Now, if the single selection of a parameter on H1 uses method B while the double selection of a parameter on H2 uses method A, then intuitively we are five times as likely to generate my parameter on H1 than on H2. Thus merely saying that on both hypotheses the parameters are generated uniformly is insufficient to determine how the comparison between the probabilities of generating my parameter goes.

We might insist that in both hypotheses the same method for generating parameters is used. But notice that in cosmological applications, this is implausible. If H2 is some multiverse hypothesis and H1 is a single universe hypothesis, we are unlikely to be able to count on the two hypotheses involving even the same laws of nature, much less the same selection process for the parameters of the persons. (Besides all this, it is really unclear what it even counts to say that there are two different runs of method A.)

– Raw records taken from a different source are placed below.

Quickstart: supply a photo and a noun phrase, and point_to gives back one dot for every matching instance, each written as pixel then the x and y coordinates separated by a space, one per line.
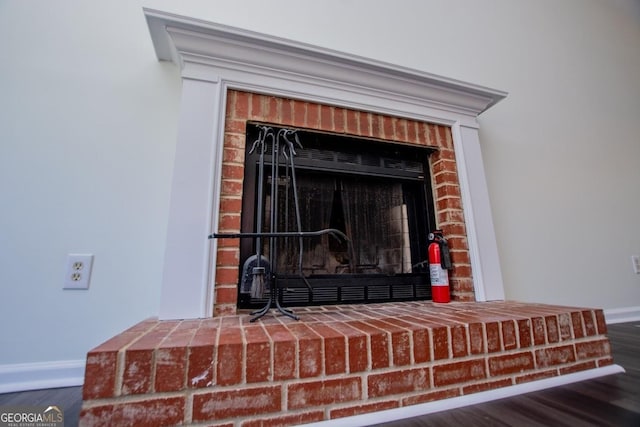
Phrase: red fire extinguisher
pixel 439 263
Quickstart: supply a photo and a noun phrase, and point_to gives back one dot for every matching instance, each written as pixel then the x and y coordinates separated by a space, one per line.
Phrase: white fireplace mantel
pixel 214 58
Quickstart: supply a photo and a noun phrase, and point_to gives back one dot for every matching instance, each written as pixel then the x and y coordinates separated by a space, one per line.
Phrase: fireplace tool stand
pixel 258 267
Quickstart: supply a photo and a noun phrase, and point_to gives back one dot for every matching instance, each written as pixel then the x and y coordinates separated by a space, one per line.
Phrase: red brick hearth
pixel 335 362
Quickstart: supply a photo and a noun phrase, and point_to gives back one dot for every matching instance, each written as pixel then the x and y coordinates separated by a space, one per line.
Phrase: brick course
pixel 243 107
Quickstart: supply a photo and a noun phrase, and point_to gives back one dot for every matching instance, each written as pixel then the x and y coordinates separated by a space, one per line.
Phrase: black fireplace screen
pixel 377 193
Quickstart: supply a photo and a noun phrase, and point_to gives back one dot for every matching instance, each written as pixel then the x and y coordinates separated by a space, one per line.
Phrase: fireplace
pixel 385 181
pixel 366 128
pixel 377 193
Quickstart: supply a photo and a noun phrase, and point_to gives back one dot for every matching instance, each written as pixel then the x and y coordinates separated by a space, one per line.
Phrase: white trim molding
pixel 41 375
pixel 214 58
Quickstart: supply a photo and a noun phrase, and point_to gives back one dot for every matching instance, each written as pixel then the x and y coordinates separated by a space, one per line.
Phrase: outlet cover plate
pixel 78 271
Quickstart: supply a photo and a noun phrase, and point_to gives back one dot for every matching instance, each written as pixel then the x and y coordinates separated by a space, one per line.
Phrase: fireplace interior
pixel 377 193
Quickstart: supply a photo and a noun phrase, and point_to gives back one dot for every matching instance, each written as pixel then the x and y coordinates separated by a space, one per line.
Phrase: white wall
pixel 88 123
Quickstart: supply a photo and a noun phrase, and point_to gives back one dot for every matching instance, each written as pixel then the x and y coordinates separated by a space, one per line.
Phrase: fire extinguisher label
pixel 439 277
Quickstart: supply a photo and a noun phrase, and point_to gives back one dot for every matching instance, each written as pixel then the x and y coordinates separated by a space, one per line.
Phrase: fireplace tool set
pixel 258 271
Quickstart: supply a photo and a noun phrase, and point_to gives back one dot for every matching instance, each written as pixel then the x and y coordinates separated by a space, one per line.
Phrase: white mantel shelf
pixel 214 58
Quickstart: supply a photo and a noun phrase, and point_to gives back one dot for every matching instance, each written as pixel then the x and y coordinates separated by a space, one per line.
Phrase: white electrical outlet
pixel 635 260
pixel 78 271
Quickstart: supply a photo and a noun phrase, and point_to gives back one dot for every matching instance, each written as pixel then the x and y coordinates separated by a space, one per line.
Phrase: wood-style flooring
pixel 613 400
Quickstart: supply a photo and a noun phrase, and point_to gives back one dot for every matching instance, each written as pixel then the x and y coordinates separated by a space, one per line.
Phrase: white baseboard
pixel 41 375
pixel 621 315
pixel 471 399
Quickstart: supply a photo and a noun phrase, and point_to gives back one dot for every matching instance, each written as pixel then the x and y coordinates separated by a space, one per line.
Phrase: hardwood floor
pixel 613 400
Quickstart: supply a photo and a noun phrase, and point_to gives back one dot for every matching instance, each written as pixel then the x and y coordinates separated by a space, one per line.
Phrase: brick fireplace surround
pixel 337 361
pixel 215 368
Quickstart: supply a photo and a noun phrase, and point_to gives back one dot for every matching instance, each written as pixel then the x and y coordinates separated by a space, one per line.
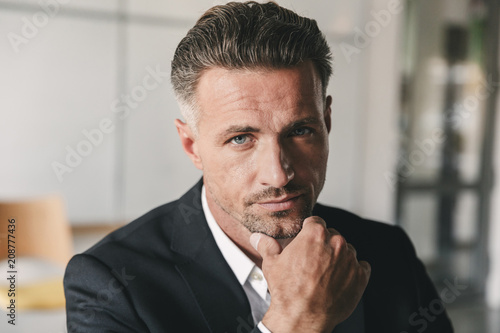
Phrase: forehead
pixel 227 95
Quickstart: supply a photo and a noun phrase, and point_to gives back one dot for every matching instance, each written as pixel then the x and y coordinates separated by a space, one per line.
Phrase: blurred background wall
pixel 87 111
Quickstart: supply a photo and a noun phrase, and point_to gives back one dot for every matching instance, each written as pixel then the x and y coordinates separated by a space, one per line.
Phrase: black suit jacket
pixel 164 273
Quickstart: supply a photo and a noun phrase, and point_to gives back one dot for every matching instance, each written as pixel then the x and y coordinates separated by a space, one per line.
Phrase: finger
pixel 351 248
pixel 314 219
pixel 333 232
pixel 265 245
pixel 366 267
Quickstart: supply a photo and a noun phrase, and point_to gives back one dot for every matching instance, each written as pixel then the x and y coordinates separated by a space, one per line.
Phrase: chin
pixel 277 227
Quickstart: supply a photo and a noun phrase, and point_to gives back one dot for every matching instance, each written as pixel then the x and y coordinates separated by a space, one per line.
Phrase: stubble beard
pixel 279 225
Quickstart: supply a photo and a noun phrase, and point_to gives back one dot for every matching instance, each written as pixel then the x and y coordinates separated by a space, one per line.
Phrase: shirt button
pixel 256 276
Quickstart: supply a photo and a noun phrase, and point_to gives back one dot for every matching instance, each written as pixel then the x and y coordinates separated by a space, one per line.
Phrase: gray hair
pixel 247 35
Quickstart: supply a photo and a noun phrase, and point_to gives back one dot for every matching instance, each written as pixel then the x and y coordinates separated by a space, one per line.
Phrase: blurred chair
pixel 42 229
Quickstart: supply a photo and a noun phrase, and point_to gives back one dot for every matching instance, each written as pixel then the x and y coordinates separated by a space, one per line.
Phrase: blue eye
pixel 301 131
pixel 239 140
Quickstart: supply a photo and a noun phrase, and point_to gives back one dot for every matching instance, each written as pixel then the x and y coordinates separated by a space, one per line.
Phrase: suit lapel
pixel 213 284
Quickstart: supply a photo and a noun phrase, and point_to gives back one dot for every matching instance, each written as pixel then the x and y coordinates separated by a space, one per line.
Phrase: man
pixel 247 248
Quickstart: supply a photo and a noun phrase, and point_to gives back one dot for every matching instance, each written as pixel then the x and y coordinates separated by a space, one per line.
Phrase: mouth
pixel 280 204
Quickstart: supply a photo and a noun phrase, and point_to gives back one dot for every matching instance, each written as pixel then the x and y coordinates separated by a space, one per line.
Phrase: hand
pixel 315 282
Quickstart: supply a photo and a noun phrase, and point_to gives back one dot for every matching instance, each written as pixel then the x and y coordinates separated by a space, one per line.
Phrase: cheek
pixel 310 161
pixel 229 172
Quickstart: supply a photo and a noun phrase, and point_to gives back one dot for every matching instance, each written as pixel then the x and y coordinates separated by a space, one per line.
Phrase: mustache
pixel 274 192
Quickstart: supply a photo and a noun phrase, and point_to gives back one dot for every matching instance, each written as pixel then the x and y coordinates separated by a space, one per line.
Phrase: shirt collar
pixel 237 260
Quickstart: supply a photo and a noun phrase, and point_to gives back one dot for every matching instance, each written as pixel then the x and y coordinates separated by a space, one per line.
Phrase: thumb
pixel 265 245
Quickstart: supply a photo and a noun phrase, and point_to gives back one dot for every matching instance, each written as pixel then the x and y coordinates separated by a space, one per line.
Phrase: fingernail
pixel 255 239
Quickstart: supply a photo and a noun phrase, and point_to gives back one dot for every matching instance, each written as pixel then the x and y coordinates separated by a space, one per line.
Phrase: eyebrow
pixel 238 129
pixel 249 129
pixel 303 122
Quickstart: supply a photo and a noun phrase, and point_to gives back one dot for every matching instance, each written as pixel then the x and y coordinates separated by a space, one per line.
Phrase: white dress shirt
pixel 248 274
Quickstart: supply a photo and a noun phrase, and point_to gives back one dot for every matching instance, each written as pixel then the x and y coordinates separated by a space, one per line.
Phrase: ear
pixel 328 113
pixel 189 143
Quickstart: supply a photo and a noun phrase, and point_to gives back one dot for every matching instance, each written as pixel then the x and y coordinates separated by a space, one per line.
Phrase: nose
pixel 274 166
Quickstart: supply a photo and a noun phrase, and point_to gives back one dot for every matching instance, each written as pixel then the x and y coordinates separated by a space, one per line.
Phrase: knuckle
pixel 338 242
pixel 317 232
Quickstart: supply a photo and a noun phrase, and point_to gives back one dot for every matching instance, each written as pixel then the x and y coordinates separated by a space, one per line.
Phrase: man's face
pixel 263 145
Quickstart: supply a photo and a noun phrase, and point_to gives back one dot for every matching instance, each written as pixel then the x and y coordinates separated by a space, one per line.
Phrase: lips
pixel 281 204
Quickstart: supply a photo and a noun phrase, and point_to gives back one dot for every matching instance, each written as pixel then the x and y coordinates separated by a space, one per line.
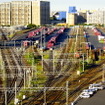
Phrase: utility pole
pixel 5 97
pixel 44 96
pixel 67 92
pixel 83 63
pixel 103 74
pixel 24 78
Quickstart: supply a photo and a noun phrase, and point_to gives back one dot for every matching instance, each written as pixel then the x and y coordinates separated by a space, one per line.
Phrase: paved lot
pixel 96 99
pixel 94 40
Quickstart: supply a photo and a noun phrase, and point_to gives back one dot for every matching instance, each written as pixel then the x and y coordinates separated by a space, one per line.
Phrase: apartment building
pixel 25 12
pixel 5 13
pixel 96 17
pixel 72 16
pixel 71 19
pixel 40 12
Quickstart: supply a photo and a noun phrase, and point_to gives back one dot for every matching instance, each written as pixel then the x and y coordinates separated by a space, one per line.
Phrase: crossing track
pixel 75 87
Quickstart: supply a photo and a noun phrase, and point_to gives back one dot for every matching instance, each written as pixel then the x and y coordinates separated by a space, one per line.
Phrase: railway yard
pixel 50 65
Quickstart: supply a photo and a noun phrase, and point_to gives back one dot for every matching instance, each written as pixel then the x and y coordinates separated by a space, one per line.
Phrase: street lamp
pixel 103 73
pixel 51 49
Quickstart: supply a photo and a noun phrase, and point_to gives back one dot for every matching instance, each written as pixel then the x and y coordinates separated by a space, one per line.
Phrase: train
pixel 53 39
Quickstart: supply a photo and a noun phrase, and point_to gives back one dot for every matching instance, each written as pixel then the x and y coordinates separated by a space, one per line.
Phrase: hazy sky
pixel 64 4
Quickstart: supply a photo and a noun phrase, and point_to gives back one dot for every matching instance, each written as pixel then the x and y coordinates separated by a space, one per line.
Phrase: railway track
pixel 74 85
pixel 14 72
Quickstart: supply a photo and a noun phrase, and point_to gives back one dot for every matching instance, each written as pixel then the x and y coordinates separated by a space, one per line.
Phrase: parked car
pixel 84 95
pixel 97 86
pixel 88 91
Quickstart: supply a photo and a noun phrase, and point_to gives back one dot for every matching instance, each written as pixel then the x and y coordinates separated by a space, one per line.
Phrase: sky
pixel 61 5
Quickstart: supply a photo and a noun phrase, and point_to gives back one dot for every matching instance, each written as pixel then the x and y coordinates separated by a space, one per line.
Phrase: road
pixel 97 99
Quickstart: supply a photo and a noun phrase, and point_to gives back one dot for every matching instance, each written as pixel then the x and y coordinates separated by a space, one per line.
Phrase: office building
pixel 96 17
pixel 71 16
pixel 25 12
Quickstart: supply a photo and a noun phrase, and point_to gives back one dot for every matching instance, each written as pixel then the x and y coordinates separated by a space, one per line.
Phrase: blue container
pixel 72 9
pixel 61 15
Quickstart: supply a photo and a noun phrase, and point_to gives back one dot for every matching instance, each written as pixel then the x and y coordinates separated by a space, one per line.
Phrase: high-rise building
pixel 71 16
pixel 25 12
pixel 96 17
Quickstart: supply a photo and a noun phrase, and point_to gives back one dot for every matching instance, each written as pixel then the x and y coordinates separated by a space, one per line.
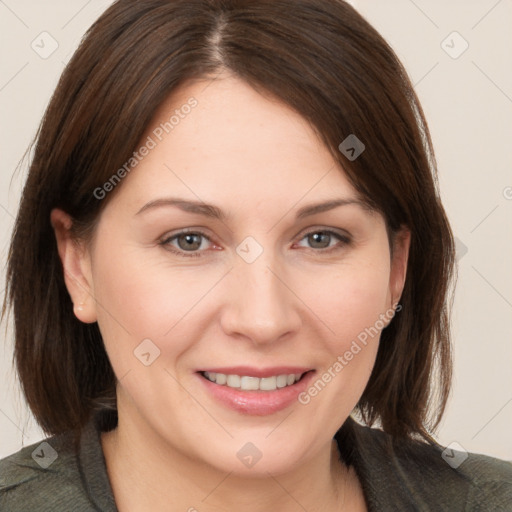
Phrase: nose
pixel 261 306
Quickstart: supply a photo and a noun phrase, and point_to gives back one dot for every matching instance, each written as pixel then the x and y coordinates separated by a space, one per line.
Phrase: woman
pixel 229 245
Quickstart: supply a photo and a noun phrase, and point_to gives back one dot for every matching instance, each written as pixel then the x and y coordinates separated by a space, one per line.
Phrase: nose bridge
pixel 260 306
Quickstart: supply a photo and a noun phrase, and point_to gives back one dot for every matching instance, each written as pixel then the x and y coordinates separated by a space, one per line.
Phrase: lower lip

So, here’s what I am thinking. On classical probability theory, there is no difference in the probability of my parameter getting generated on H2 than on H1, because both probabilities are zero. On non-classical probability theory, we can perhaps make sense of a difference between the probabilities, but cannot count on the hypothesis with more people being more likely to generate my parameter.

Given all this, there does not seem to be a way of making sense of comparing the evidential impact of my existence on the two hypotheses using probabilistic methods. Maybe all we have is intuition.


IanS said...

Lots of worries about this…

The main worry is that ‘my’ parameter is being selected after the event. If someone had specified my parameter before the event, and then found that someone with my parameter had been created, that could (arguably, as in the post) favour H2. But if I simply note my parameter, nothing useful follows, because anyone who was created would have some parameter. The only thing ‘unspecified-my’ existence does is (trivially) rule out hypotheses in which no one could have been created.

Alexander R Pruss said...

I don't worry about my parameter being selected after the event. The parameter is what it is. We can conditionalize on it, just as we can conditionalize on the outcome of a spinner even if we didn't think about the outcome before we spun the spinner.

My more serious worry is this. In the toy case of a numerical parameter, it seems that the right way to handle the situation is to say: We can't conditionalize on the exact value of the parameter, so we conditionalize on some range of parameter values with non-zero measure. And then we get clear and unambiguous support for H2. More in today's post.